# hey, is this 612 even set up correctly?



## Grantmobile (Aug 24, 2010)

I lost channel 369 Palladia last night for no reason and was looking around in the set up menu and noticed that my zip code in the receiver is 10000???
That's not right, should I put in my actual zip or just leave it the way the installer has it.
It's been that way for almost 2 years anyway.
I wonder if palladia is back today and what happened to it.


----------



## [email protected] Network (Jan 6, 2011)

Grantmobile said:


> I lost channel 369 Palladia last night for no reason and was looking around in the set up menu and noticed that my zip code in the receiver is 10000???
> That's not right, should I put in my actual zip or just leave it the way the installer has it.
> It's been that way for almost 2 years anyway.
> I wonder if palladia is back today and what happened to it.


The zip code in the receiver doesn't matter, it only will give you angles for pointing a dish and does not affect the programming that you receive.

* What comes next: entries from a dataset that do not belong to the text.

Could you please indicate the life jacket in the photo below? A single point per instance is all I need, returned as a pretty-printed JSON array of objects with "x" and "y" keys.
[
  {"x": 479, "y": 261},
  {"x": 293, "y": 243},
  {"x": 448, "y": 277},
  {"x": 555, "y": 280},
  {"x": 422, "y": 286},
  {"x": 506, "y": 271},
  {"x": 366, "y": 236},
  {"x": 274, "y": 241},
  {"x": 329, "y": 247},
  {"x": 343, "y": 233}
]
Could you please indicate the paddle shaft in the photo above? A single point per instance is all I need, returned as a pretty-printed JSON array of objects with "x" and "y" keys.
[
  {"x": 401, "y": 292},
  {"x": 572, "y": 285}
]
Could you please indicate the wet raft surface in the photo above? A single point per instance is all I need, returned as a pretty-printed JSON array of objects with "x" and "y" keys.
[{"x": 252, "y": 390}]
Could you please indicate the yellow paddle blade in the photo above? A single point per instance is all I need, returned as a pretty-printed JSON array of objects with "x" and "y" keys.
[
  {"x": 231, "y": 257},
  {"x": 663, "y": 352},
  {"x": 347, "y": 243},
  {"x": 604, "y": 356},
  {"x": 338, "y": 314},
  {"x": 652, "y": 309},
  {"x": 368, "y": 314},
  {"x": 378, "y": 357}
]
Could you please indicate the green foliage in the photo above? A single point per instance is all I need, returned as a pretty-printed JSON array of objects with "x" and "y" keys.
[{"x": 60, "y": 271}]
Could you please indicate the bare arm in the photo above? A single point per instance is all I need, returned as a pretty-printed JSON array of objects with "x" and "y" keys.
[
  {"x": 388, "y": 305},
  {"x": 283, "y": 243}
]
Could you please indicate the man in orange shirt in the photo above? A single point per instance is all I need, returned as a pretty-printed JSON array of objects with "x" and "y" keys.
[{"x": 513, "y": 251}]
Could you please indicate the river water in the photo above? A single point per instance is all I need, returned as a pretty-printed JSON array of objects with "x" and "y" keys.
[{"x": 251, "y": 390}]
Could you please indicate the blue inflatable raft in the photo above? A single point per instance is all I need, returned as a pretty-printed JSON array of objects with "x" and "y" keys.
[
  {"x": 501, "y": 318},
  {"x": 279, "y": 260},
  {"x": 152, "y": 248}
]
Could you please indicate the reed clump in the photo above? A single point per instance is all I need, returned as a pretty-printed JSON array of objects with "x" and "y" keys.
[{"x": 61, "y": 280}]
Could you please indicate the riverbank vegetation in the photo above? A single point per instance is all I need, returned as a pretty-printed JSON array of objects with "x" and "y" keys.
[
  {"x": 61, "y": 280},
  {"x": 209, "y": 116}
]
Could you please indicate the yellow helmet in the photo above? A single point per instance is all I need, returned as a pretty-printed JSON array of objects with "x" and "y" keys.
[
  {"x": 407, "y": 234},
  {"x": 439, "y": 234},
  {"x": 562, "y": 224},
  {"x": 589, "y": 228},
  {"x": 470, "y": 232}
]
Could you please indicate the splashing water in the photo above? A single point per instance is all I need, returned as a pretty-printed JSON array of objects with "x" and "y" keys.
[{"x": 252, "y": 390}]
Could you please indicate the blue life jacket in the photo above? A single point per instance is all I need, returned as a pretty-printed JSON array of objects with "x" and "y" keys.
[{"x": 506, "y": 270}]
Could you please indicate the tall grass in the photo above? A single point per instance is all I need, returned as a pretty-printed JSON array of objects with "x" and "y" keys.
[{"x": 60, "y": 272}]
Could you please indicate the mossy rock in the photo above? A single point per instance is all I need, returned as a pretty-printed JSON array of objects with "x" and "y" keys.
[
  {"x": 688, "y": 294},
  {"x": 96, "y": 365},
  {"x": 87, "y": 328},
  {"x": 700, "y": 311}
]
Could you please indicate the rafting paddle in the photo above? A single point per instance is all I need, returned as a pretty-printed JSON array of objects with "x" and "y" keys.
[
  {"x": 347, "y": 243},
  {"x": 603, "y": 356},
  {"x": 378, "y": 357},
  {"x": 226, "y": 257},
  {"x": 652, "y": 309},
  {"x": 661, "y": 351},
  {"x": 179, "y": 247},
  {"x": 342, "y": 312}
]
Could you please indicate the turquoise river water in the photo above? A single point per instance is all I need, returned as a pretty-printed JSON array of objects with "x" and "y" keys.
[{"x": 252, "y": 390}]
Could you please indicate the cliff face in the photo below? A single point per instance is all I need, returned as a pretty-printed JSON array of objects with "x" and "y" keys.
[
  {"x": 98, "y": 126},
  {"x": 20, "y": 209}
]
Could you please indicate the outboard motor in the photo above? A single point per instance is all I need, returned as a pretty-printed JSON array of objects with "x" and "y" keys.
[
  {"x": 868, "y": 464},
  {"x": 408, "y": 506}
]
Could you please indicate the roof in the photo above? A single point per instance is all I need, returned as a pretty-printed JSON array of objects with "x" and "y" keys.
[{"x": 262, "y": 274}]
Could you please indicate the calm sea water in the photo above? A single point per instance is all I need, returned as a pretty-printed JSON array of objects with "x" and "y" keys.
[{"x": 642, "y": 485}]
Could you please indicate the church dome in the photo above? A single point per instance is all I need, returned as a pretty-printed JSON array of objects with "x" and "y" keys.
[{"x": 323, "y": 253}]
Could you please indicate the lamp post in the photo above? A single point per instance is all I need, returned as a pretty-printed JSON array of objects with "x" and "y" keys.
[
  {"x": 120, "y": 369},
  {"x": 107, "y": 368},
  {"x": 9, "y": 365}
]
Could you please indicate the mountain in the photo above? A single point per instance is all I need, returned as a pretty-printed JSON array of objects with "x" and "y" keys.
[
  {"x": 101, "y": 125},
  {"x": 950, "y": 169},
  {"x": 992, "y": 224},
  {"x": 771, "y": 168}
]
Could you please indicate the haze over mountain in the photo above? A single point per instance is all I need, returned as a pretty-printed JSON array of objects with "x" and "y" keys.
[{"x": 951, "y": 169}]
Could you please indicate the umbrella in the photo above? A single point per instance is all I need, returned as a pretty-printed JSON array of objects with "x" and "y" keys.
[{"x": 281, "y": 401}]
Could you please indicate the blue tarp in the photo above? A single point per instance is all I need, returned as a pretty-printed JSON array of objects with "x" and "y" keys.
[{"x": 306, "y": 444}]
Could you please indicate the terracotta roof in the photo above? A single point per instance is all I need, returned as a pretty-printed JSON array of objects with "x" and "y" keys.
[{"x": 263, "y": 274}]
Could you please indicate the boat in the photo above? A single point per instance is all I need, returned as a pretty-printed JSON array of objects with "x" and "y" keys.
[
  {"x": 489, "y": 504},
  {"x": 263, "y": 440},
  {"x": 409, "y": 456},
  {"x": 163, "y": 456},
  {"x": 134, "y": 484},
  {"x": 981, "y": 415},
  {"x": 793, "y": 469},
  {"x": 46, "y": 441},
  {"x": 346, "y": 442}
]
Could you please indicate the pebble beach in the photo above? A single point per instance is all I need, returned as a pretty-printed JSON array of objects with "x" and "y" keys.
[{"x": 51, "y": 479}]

Palladia was removed from the HD (HD free for life, and $10 a month HD package) packages, and is now only available in the Blockbuster Movie Pass


----------



## Grantmobile (Aug 24, 2010)

[email protected] Network said:


> Palladia was removed from the HD (HD free for life, and $10 a month HD package) packages, and is now only available in the Blockbuster Movie Pass


Hd free for life but Dish will remove the few channels worth watching.:lol:

Thanks for the info on zip codes, I thought there might be something wrong since Palladia just disappeared with no notice or anything. I did get the happy holidays from dish network song in my DVR, but I didn't hear any singing about taking channels away.


----------